Carrière
Comment gérer les cas de maladie de longue durée
Les maladies chroniques sont de plus en plus fréquentes dans l’entreprise, mais n’entraînent pas toutes un arrêt de longue durée. Les entreprises préfèrent souvent un arrangement à un licenciement d’un collaborateur longtemps alité.

Le constat est effarant ! La dernière enquête du Haut commissariat au plan dresse un tableau alarmant par rapport aux maladies chroniques, faisant état d’une nette augmentation du taux des personnes atteintes de maladies chroniques : de 13,8% en 2004, il est monté à 18,2% en 2011.
Parmi ces maladies, l’hypertension artérielle a enregistré une hausse importante, en passant de 2% en 2004 à 5,4% en 2011, alors que le taux des personnes atteintes de diabète est passé de 1,6% en 2004 à 3,3% en 2011. Dans l’entreprise, ce mal est souvent passé sous silence. «Pas facile de sensibiliser le monde du travail sur les risques des maladies longue durée. Leur parler de prévention semble un sujet inabordable», précise Abdellah Fakir, médecin du travail.
Cependant, toutes les maladies chroniques n’entraînent pas un arrêt de travail de longue durée. En effet, face au progrès des soins, certaines maladies ne posent plus de problème aujourd’hui à l’entreprise. Certaines personnes atteintes de diabète s’adaptent très facilement et leur maladie n’a aucun impact négatif sur leur rendement, même si, parfois, il est nécessaire de réorganiser les horaires du malade et de l’affecter à d’autres tâches. Par exemple, «le diabétique ne peut assurer des fonctions de gardien de nuit, et l’épileptique ne peut occuper une fonction de chauffeur», souligne M. Fakir qui insiste sur le «droit à tous de travailler». «Cette prise en compte du facteur humain est très bien perçue par les autres salariés. C’est aussi un facteur de motivation», souligne Siham Ennajbi, DRH de Sodexo Maroc. Le gros problème se pose lorsque le malade est alité. «Pour certains cancers, dont le traitement est limité dans le temps (cancer du sein par exemple), l’entreprise pourra maintenir la personne. Mais si le pronostic d’un cancer est incertain… ce sera l’incapacité», explique un consultant en RH. Et l’on pourra ajouter cyniquement une précipitation vers la mort de ce malade doublement exclu.
A un cadre en convalescence qui avait beaucoup donné avant de tomber gravement malade, un patron également actionnaire n’avait trouvé de mieux que de lui poser cette question assassine : «Peut-on toujours compter sur vous ?». Histoire de lui faire comprendre qu’il serait impossible de le garder s’il n’arrive pas à retrouver rapidement le rythme.
Mais souvent, il est rare, sur la place, qu’on en arrive à cette issue moralement réprouvable, même si le coût financier peut être important et que le code du travail offre la possibilité à l’entreprise de se séparer d’une personne qui aligne plus de 180 jours d’arrêt maladie continu au cours d’une même année. En cas de maladie, le salarié doit, à partir du 4e jour, faire signer par son médecin un avis d’arrêt de travail. En effet, la Caisse nationale de sécurité sociale (CNSS) ne commence à payer les indemnités journalières pour maladie (IMJ) qu’à partir du 4e jour. La loi n’oblige pas l’entreprise à payer son employé pendant l’arrêt de travail. Il est en effet difficile de payer une personne à ne rien faire. En retour, est-il correct de l’enfoncer pour une raison indépendante de sa volonté ? A défaut de dispositions juridiques protégeant le malade (le code ne parle que de maladies professionnelles) ou l’aidant à se maintenir dans son emploi, l’entreprise trouve souvent des arrangements.

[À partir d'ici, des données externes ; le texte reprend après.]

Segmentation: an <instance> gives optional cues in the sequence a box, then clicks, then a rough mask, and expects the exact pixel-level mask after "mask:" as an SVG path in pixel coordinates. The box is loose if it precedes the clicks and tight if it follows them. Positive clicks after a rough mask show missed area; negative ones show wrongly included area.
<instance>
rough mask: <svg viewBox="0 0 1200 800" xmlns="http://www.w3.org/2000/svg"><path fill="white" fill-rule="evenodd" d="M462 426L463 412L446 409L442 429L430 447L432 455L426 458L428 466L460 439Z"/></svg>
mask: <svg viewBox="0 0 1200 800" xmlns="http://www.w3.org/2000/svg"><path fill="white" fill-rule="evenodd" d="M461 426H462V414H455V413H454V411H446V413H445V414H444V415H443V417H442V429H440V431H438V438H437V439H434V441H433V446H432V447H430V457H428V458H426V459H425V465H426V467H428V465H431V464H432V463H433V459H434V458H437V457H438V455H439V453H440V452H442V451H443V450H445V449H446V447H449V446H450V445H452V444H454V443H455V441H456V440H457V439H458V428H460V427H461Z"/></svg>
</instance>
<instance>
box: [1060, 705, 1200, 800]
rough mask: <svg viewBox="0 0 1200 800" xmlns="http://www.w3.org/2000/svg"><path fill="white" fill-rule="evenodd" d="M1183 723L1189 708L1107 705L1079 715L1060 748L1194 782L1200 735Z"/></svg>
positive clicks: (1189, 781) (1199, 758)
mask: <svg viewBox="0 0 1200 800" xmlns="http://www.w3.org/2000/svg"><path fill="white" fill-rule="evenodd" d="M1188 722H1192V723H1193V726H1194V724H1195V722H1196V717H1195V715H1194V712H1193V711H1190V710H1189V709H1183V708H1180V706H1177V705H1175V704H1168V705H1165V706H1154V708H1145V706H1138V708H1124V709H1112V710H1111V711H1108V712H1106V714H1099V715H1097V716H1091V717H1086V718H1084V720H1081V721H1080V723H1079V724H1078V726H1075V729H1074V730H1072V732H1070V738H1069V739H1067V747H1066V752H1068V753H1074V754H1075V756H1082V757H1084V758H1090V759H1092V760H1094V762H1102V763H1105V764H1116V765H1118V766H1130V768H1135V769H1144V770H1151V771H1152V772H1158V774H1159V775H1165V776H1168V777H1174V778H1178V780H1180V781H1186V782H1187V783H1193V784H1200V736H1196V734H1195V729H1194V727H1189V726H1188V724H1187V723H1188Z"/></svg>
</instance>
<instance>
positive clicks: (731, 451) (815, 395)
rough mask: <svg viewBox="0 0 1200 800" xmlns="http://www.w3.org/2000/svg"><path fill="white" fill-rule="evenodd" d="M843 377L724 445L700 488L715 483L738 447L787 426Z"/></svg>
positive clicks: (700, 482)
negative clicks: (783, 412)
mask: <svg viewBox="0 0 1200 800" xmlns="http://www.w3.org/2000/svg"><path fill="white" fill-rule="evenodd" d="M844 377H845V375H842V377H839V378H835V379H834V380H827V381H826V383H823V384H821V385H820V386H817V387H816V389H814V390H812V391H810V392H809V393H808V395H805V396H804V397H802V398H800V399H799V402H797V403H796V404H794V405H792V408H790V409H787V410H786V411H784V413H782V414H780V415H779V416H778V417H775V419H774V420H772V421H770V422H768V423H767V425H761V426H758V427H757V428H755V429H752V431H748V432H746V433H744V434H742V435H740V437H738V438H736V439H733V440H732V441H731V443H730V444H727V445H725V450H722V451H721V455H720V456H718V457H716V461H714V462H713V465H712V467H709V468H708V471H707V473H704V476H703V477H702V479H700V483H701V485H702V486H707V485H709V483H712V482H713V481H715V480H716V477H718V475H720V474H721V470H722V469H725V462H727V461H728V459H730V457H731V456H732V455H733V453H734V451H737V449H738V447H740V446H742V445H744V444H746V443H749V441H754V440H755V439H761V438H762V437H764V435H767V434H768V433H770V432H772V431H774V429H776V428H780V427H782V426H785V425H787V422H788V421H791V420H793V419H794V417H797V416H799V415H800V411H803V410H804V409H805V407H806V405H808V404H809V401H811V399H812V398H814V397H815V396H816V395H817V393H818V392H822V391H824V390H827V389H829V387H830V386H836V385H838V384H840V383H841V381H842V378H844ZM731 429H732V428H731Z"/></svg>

A un collaborateur atteint d’une hépatite C, par exemple, on a proposé une retraite anticipée… ou une possibilité de reconversion.
Pour éviter ou limiter les désagréments que provoque un arrêt maladie, il est important d’agir en amont. Certes, beaucoup d’entreprises ont des contrats d’assurance assurant une couverture confortable et depuis l’entrée en vigueur de l’Assurance maladie obligatoire, les malades sont mieux pris en charge, sans compter que la CNSS se substitue à l’entreprise pour le paiement d’une fraction du salaire. Mais «l’entreprise peut anticiper ce type de situation afin de pourvoir assurer une certaine sécurité à travers des contrats d’assurance couvrant les maladies chroniques et une partie des dépenses qu’elles engendrent», recommande Mme Ennajbi. Quand les soins sont bien pris en charge, le malade a souvent la possibilité de se remettre très vite.